I cannot replicate their success strategy now because I own no company nor tens of millions in marketing and promotion dollars within my blogging budget.
However, I can execute a modest promotional blast by:
- promoting 25-50 or more Blogging From Paradise posts daily to Twitter (Twitter permits 1000 daily updates)
- promoting 5-10 blog posts on my Facebook Page
- promoting 5-10 blog posts on my Facebook profile
- promoting 5-10 blog posts on my LinkedIn profile
- guest blogging
- commenting genuinely on blogs
If you cannot beat 'em, stop criticizing 'em and partially join 'em. Or study the success secrets revealed by objects of your criticism to appreciate elements of their strategy and to use some of their tactics at your current day level of scale.
I can't blast 100 plus posts to 50,000,000 people across a wide range of marketing channels now.
But I can guest blog for Don and his successful community, comment genuinely on blogs from my niche and network on Twitter as I promote my blog posts aggressively on a daily basis.
However, just because I appreciate the scale of big name brands does not mean I agree with publishing thin blog posts of generally rehashed information. I applaud their success but do not believe an individual blogger should publish thin, average-level, plain content to blast mercilessly.

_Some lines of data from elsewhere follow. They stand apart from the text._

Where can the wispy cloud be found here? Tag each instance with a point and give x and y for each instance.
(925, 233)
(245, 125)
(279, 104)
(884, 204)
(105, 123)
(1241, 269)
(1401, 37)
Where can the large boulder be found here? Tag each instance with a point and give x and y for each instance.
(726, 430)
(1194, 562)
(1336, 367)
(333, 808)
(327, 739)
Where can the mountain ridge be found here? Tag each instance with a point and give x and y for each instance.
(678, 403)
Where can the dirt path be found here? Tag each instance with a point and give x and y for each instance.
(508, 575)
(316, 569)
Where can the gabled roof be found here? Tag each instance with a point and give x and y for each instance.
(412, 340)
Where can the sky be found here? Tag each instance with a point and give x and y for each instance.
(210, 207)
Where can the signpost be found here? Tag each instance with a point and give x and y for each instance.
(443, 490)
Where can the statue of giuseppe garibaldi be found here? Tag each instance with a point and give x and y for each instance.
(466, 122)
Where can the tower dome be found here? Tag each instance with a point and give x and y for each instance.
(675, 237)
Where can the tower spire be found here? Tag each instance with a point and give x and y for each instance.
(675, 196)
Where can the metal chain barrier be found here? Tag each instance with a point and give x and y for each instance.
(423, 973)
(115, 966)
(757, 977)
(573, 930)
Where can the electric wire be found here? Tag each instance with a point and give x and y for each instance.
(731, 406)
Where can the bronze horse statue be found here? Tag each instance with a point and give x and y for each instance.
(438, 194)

Individual bloggers usually do best by:
- blogging in their authentic voice
- adding personal stories to posts to stand out from the crowd
- publishing long-form content spanning 1000 to 1500 words most of the time
Stay true to your values. Be clear on your direction. Simply because you seize and use a few keys for success from someone or some business you formerly criticized does not mean you will try out or use every key on their rung.
Appreciate Versus Criticizing
Everyone or every entity you criticize contains some seed for appreciating.
Train your mind to cultivate that seed through the practice of expressing gratitude.
I feel deeply grateful that these big name brands gave me the clarity to promote the living stuffing out of my blog posts across multiple channels online for a growing tribe. Each iconic company taught me to think big versus thinking small.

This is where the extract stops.